Paris School of Economics

After graduating from the University of Bologna in 2015, Paolo worked as a research assistant for Oliver Vanden Eynde. In 2017, he passed a second master's degree at the Paris School of Economics and is now a PhD student there. He is interested in the study of the economic and sociological logic of group formation and particularly of trade unions. The aim is to understand the de-unionization that characterizes the labour market of most developed countries, particularly in France the United States.

Pietro Santoleri

Sant'Anna School of Advanced Studies

Pietro is a Postdoctoral Fellow at the Institute of Economics at Sant'Anna School of Advanced Studies (Pisa, Italy). He recently earned a PhD in Economics jointly from Sant'Anna School of Advanced Studies and Paris I Panthéon-Sorbonne. He worked as consultant for UN-ECLAC, the OECD and the Bank of Italy.

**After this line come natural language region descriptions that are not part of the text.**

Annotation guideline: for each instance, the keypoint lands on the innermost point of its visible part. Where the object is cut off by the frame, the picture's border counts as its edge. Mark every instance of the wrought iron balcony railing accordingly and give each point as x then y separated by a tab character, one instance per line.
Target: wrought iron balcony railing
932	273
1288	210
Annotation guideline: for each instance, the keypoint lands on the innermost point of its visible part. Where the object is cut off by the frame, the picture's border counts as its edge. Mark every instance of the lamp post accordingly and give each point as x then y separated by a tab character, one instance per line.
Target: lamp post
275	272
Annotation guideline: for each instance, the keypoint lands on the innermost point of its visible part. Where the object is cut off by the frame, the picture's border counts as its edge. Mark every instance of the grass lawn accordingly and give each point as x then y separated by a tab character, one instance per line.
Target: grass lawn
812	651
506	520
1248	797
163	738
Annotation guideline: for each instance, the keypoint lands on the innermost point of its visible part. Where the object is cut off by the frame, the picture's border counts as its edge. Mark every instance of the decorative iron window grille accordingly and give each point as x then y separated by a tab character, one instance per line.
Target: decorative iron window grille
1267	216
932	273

His primary fields are firm dynamics and entrepreneurship, with a focus on innovative young firms and the evaluation of public policies targeting them.

Carlos Sanz

Bank of Spain

Carlos Sanz is a research economist at the Banco de España. He received his Ph.D. in Economics from Princeton University (2016). His research interests lie in political economy, public economics, gender economics, and econometrics. His work has been published at the Review of Economic Studies, Scandinavian Journal of Economics, Comparative Political Studies, and Political Science Research and Methods.

Kafeel Sarwar

Heidelberg University, Germany

I am graduating from the Chair of Development Economics, Heidelberg University, Germany, in summer 2020. My research interests are in the domains of applied microeconomics and development economics. My doctoral thesis covers the three major issues of development economics. First, I analyze the poverty convergence at the subnational level of India and Pakistan. I find the presence of poverty convergence clubs in India. In the second paper, I analyze the inequality convergence at the subnational level. In the last paper, I examine how decentralized school funding helps to improve school achievements.

Aurélien Saussay

London School of Economics

Aurélien Saussay is a Research Officer at the Grantham Research Institute at the London School of Economics. His research focuses on the economic consequences of the transition to a low carbon economy, in order to identify the social and political acceptance challenges that hamper the implementation of effective decarbonisation. More specifically, he aims to estimate the impacts of climate change mitigation on economic agents empirically to help improve the design of decarbonisation policies.

Anthony Savagar

University of Kent

Anthony is a senior lecturer in macroeconomics at the University of Kent. He is a visiting researcher at the Bank of England and National Institute of Economic and Social Research. He is a fellow of the Centre for Macroeconomics. His research interests are in macroeconomic theory and industrial organization. His current work focuses on endogenous entry costs in dynamic general equilibrium. He has empirical work studying market power in the UK economy.

Daniel Schaefer

Johannes Kepler University Linz

Assistant Professor of Economics. Alma mater: University of Edinburgh. Areas: Macroeconomics and Labour Economics.

Sebastian Schaefers

University of Basel

My name is Sebastian Schaefers and I am a PhD candidate at the University of Basel. My focus is on applied economic theory and industrial organization. I am mainly interested in energy markets and economic questions arising from sustainability concerns.

Mark Schelker

University of Fribourg

Since 2013 Professor of Economics at the University of Fribourg. From 2009 to 2013 Assistant Professor at the University of St. Gallen. 2009 consultant at Oliver Wyman. 2007 PhD University of Fribourg.